The first purpose of my article was to move discussion of the new inequality from analyses of fact or cause or consequence toward developing a sensible long-term plan for improving the economic position of low-wage Americans. In this minimal goal I succeeded. The commentators, some simpatico with the approach I outlined and some not, have clarified the issues in developing a war on inequality.

My second purpose was to begin to lay out a new way to address poverty. The strategies that I proposed are designed to fit naturally with a free-enterprise, market-based economy-to “level the playing field” through asset redistribution, increased opportunity to unionize, or starting-gate equality-while maintaining a modest safety net or social insurance (social wages, appropriately taxed) after that. These strategies sought to encapsulate a basic level of citizen income into private property rights early on to preserve redistributions to the low-income population and minimize interventions with markets. I made cities the focal place for policy initiative for obvious reasons.

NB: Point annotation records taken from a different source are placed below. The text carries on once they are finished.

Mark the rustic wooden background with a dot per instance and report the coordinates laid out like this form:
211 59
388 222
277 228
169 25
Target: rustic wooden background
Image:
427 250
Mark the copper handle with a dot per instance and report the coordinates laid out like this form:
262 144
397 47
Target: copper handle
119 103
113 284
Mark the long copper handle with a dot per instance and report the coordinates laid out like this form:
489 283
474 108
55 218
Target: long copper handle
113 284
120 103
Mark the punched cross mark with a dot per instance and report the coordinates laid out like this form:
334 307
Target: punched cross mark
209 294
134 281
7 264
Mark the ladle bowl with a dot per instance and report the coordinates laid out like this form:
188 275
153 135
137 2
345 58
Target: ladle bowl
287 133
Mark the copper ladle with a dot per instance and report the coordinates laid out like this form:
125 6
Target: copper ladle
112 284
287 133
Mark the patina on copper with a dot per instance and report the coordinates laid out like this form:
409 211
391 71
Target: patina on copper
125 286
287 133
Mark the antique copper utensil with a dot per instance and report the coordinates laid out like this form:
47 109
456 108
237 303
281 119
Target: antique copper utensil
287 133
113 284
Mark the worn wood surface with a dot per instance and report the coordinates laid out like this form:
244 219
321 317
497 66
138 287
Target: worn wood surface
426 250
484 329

I read the responses to this “candidate plan” as falling into two basic categories: some find the five strategies basically right (though they often doubt political feasibility). Others favor more traditional state policies. Tobin, Krugman, Heckman, and Cortes are in the first camp, Piven, Hartmann, and Piore in the second, though all have their own distinct take. The dividing line is whether one puts greater faith in government to address problems or greater faith in individuals and citizen organizations (such as Cortes’s IAF), given appropriate initial conditions, to address problems.

To be sure, I agree that there can be no solution to the new inequality without government, just as there can be no property-based capitalism without government enforcing laws. And, to be sure, we need taxes to level the field and give the low-income citizens, particularly children, a fair chance in the market economy. And yes, there are good government programs, of which the EITC may be an exemplar, and good training programs. I concur with Jim Heckman that the best training is done early in life, vide starting-gate equality. But once government accomplishes a basic redistribution, I believe it should step aside and let us all compete fairly in the market (with some modest social insurance for those who fare poorly). Heidi Hartmann encapsulated the disagreement superbly. I believe that most people will prosper in an “ideal virgin capitalism.” She fears it will screw us all. That is a big gap in orientation, though we favor many of the same specific policies.

I am less suspicious than Paul Krugman about the attitudes of conservatives. I have encountered the diehard effort to deny the facts but I have also talked with many businessfolk and political conservatives who recognize that we have a problem and who can and, I hope, will contribute to its solution. When I first began talking explicitly about finding policies to “raise the bottom” of the income distribution through explicit redistribution, even the big liberal foundations thought this an off-base topic. Now there are conservatives willing to enter the conversation.

I am less suspicious of schemes to “privatize social security” than Jim Tobin or most others. Sweden’s Social Democrats have enacted a 2 percent mandatory tax for funding pensions above the state level, so Meidner type plans are not dead. They have to be carefully drawn up and negotiated with the business community, however, and not jammed down anyone’s throats. There will be numerous opportunities in the next several years to offer redistributive alternatives to various right-wing schemas. I hope we will take those opportunities and not circle the wagons in defense of Depression Era programs. If we follow Frances Piven’s road and don’t take the initiative, I fear we are headed toward more and more “welfare reforms.”

Everyone says “amen” to unions, but only Michael Piore addressed my scheme to give the right to legislate in this area to the states. I look at public sector labor law, legislated at the state level, and private sector law, nationally legislated, and see unions flourishing under the former and dying under the latter. I believe that unions do enough economic and social good that the more pro-union states will succeed in the market. I am dubious that world markets determine all outcomes or that we need world solutions.

Many commentators brought up the critical issue of turning ideas into political and economic reality. In a world where the wealthy own politics, it is hard to imagine things being all that different. But social change occurs discontinuously, and those changes that occur in periods of big change are the lasting ones. When the United States decides to address inequality, we must have available serious plans to turn the big changes into a long-term improvement in the economic position of the low-income citizens. And, yes, we must all try to get the country to face the new inequality honestly, and to create the constituency for it, as Cortes notes.

After reading the commentaries, I still don’t think the road to salvation is through old-fashioned welfare state policies, but that something more radical is needed. Some of my conservative friends sometimes call the radical solution citizen capitalism. Some of my left-oriented friends call it propertied socialism. But, as Jim Tobin says, it don’t matter what you call it . . . liberalism, conservatism, progressivism, a new-New Deal or a new-fair deal or whatever tickles your fancy. Let’s keep pushing solutions and who knows? If Evander Holyfield can knock out Mike Tyson, the United States can knock out the scourge of the new inequality.